Getting rid of dead, dry skin might seem like an obvious step that doesn’t need a tutorial. But the truth is, not everyone is getting the exfoliation process down correctly – especially in the shower. So, even if you feel you’re an exfoliating pro, there’s nothing wrong with checking and making sure that your body care routine is up to par. We’re sharing some smart tips on how to use exfoliating gloves to make sure that you exfoliate properly.
Hop in the Shower
Assuming that you’ve found the right exfoliating glove, mitt, or towel that works for you, it’s time to get down to business. Always start by getting in the shower. While some gloves can also be used dry or on dry skin, it’s usually best to start by actually showering so that your body is wet. And for people with sensitive skin, dry exfoliation might be too intense.
Depending on the gloves, you can use them on just wet skin, or you can also incorporate your favorite soap or cleansing body wash. But don’t forget to put your gloves on and properly soak them so that they’re also wet.
Pick a Gentle Soap or Body Wash (Optional)
Again, since we did include an exfoliating mitt in our roundup for the best exfoliating gloves that isn’t intended to be used with soaps or cleansers, it’s best to check the packaging on your preferred gloves before you hop in the shower. Most traditional gloves and exfoliators are designed to be used with a cleanser. But we recommend picking something gentle that won’t strip the skin of essential moisture.
Keep in mind that you’re going to be exfoliating with a rough material to loosen and remove dead skin. So, it’s unnecessary and can be counterproductive to use a cleanser or soap that’s drying or harsh. Likewise, if you’re inexperienced, you might want to skip using an exfoliating scrub with these gloves. While it can be effective at banishing dead skin, if you use too much pressure, you can encourage irritation.
And along the same lines, it’s unnecessary to scrub at your body like you’re scouring a pan covered in baked-on food. Instead, be gentle and work in circular motions from your shoulders down to your toes. Make sure you thoroughly massage every area of your skin but don’t get stuck scrubbing too long at one area to avoid causing irritations.
Shoulders to Toes
While no rule says you have to start at your shoulders, you might not want to start at your feet and work your way up to your shoulders. Along the way, your knees, elbows, and even the heels and bottom of your feet might need some extra attention since these areas are more prone to rough, dry skin than other parts of your body. Most importantly, exfoliating gloves, mitts, and towels are usually too rough to use on your face and neck, which have more delicate skin.
Once you’re done exfoliating, it’s time to hop out of the shower and gently towel-dry your body. Instead of vigorously rubbing your body, gently pat each area dry. For people with eczema, it’s okay to leave your skin a little damp rather than trying to ensure that it’s bone dry.
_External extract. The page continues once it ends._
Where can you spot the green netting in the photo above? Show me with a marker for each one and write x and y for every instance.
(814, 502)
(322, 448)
More importantly, you want to moisturize immediately after you finish drying off. Along with keeping your skin soft, immediately moisturizing can also help to give your newly exposed skin cells an added protective barrier.
Hang Your Gloves to Dry
This is probably one of the most important steps, making sure that your gloves thoroughly dry between uses. While it’s tempting to hang them somewhere in the shower, you might want to avoid doing this. Showers are naturally moist areas that can make it harder for cloth and other materials to dry properly. And that means that you could be encouraging mildew and bacterial growth. Ideally, hang your gloves somewhere with good airflow so that they dry fairly quickly.
Replace Gloves Frequently
Most exfoliating gloves aren’t designed to be used indefinitely. Experts usually recommend that you replace them every three to four weeks, especially if you exfoliate often.